10-04-2015 09:19 PM
CDH5.2 installed with Cloudera Manager and Parcels
Are Flume Channels isolated with each other? It seems when I have problem with a channel, other channel is affected.
I want to record and process Syslog data with Flume using 2 Channel+Sink (channels are replicating) as follows:
When Spark Streaming is running, the above works well. Data were handled by both sink correctly.
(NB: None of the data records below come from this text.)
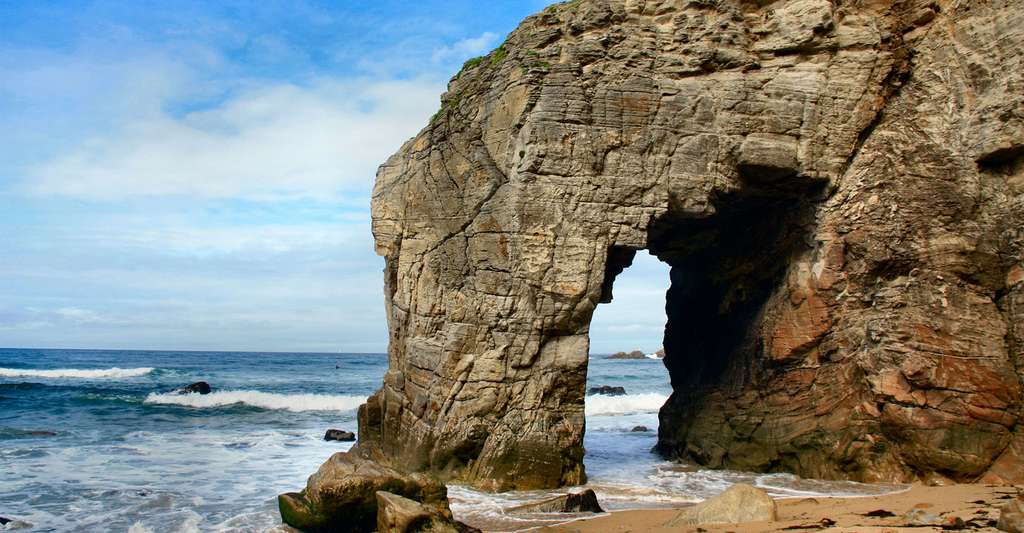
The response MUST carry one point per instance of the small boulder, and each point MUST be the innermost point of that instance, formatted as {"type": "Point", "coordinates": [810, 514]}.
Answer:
{"type": "Point", "coordinates": [1012, 517]}
{"type": "Point", "coordinates": [196, 388]}
{"type": "Point", "coordinates": [739, 503]}
{"type": "Point", "coordinates": [399, 515]}
{"type": "Point", "coordinates": [585, 501]}
{"type": "Point", "coordinates": [635, 354]}
{"type": "Point", "coordinates": [339, 435]}
{"type": "Point", "coordinates": [607, 390]}
{"type": "Point", "coordinates": [342, 495]}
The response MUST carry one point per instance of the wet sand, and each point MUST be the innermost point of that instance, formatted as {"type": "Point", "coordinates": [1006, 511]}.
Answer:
{"type": "Point", "coordinates": [977, 505]}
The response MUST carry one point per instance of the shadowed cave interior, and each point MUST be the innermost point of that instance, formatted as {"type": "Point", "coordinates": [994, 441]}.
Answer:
{"type": "Point", "coordinates": [724, 268]}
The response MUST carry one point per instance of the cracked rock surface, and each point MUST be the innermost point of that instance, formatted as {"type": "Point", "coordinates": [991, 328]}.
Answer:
{"type": "Point", "coordinates": [837, 185]}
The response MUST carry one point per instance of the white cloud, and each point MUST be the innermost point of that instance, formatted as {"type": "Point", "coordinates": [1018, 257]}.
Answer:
{"type": "Point", "coordinates": [466, 48]}
{"type": "Point", "coordinates": [267, 143]}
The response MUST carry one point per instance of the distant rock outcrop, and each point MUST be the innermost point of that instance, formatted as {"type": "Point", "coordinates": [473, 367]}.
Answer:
{"type": "Point", "coordinates": [635, 354]}
{"type": "Point", "coordinates": [738, 503]}
{"type": "Point", "coordinates": [339, 435]}
{"type": "Point", "coordinates": [838, 187]}
{"type": "Point", "coordinates": [196, 388]}
{"type": "Point", "coordinates": [607, 390]}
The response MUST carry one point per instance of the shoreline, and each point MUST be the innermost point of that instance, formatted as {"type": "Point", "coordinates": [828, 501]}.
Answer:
{"type": "Point", "coordinates": [911, 509]}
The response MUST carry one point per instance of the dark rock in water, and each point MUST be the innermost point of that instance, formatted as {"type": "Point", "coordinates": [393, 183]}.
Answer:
{"type": "Point", "coordinates": [342, 495]}
{"type": "Point", "coordinates": [840, 234]}
{"type": "Point", "coordinates": [635, 354]}
{"type": "Point", "coordinates": [198, 387]}
{"type": "Point", "coordinates": [607, 390]}
{"type": "Point", "coordinates": [12, 524]}
{"type": "Point", "coordinates": [399, 515]}
{"type": "Point", "coordinates": [1012, 517]}
{"type": "Point", "coordinates": [339, 435]}
{"type": "Point", "coordinates": [585, 501]}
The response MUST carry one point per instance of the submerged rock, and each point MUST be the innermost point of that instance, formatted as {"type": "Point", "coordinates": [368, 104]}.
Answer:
{"type": "Point", "coordinates": [196, 388]}
{"type": "Point", "coordinates": [399, 515]}
{"type": "Point", "coordinates": [738, 503]}
{"type": "Point", "coordinates": [339, 435]}
{"type": "Point", "coordinates": [342, 495]}
{"type": "Point", "coordinates": [607, 390]}
{"type": "Point", "coordinates": [585, 501]}
{"type": "Point", "coordinates": [1012, 517]}
{"type": "Point", "coordinates": [836, 185]}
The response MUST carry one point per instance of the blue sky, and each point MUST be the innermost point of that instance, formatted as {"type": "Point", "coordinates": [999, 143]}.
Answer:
{"type": "Point", "coordinates": [196, 175]}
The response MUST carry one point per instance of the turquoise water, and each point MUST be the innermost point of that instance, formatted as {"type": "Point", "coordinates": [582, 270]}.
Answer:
{"type": "Point", "coordinates": [127, 455]}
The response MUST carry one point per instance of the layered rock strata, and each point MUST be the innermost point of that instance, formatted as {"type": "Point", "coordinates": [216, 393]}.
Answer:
{"type": "Point", "coordinates": [837, 185]}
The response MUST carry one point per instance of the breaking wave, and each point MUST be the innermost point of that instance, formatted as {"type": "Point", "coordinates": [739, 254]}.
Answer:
{"type": "Point", "coordinates": [629, 404]}
{"type": "Point", "coordinates": [291, 402]}
{"type": "Point", "coordinates": [81, 373]}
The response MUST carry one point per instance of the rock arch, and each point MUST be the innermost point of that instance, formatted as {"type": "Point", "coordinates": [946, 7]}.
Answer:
{"type": "Point", "coordinates": [837, 186]}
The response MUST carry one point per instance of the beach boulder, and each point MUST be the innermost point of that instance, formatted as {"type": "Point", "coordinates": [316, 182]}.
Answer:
{"type": "Point", "coordinates": [739, 503]}
{"type": "Point", "coordinates": [196, 388]}
{"type": "Point", "coordinates": [342, 495]}
{"type": "Point", "coordinates": [607, 390]}
{"type": "Point", "coordinates": [399, 515]}
{"type": "Point", "coordinates": [339, 435]}
{"type": "Point", "coordinates": [585, 501]}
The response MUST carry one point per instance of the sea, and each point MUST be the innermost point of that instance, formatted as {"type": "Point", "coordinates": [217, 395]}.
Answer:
{"type": "Point", "coordinates": [98, 440]}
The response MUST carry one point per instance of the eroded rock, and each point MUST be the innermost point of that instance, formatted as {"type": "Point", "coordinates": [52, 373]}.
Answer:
{"type": "Point", "coordinates": [837, 187]}
{"type": "Point", "coordinates": [607, 390]}
{"type": "Point", "coordinates": [342, 495]}
{"type": "Point", "coordinates": [339, 435]}
{"type": "Point", "coordinates": [738, 503]}
{"type": "Point", "coordinates": [585, 501]}
{"type": "Point", "coordinates": [1012, 517]}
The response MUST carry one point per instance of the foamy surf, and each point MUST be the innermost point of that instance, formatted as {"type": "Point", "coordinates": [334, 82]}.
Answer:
{"type": "Point", "coordinates": [631, 403]}
{"type": "Point", "coordinates": [291, 402]}
{"type": "Point", "coordinates": [80, 373]}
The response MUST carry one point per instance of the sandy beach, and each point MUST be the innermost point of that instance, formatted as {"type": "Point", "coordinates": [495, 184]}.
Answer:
{"type": "Point", "coordinates": [976, 505]}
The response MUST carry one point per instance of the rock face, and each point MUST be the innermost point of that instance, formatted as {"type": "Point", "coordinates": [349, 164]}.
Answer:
{"type": "Point", "coordinates": [342, 495]}
{"type": "Point", "coordinates": [838, 187]}
{"type": "Point", "coordinates": [738, 503]}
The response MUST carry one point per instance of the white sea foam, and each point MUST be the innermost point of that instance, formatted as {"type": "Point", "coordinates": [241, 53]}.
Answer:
{"type": "Point", "coordinates": [82, 373]}
{"type": "Point", "coordinates": [629, 404]}
{"type": "Point", "coordinates": [291, 402]}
However, when the Spark Streaming job hanged / stopped, the avrochannnel had network related exceptions and ChannelFullException. This is understandable because the events could not be sent. The problem was that the amount of raw data logged by hdfschannel+hdfssink became around 1-2% of normal condition.
Is this expected? I don't understand why error with an optional channel affect others.
(Note: the use of File Channel was historical. But this seems not the cause of the behaviour anyway?)
01-05-2016 07:27 PM
Replying myself. I worked around this with Sink Groups and a Null Sink.
Relevant settings in flume.conf
a1.sinks = hdfssink avrosink nullsink a1.sinkgroups = avrosinkgroup a1.sinkgroups.avrosinkgroup.sinks = avrosink nullsink a1.sinkgroups.avrosinkgroup.processor.type = failover a1.sinkgroups.avrosinkgroup.processor.priority.avrosink = 100 a1.sinkgroups.avrosinkgroup.processor.priority.nullsink = 10 a1.sinks.nullsink.type = null a1.sinks.nullsink.channel = avrochannel a1.sinks.nullsink.batchsize = 10000
The end result is that avrochannel use the high priority avrosink (priority=100) normally. If this sink fails, it failover to the low prioirty nullsink, which simply discard the events.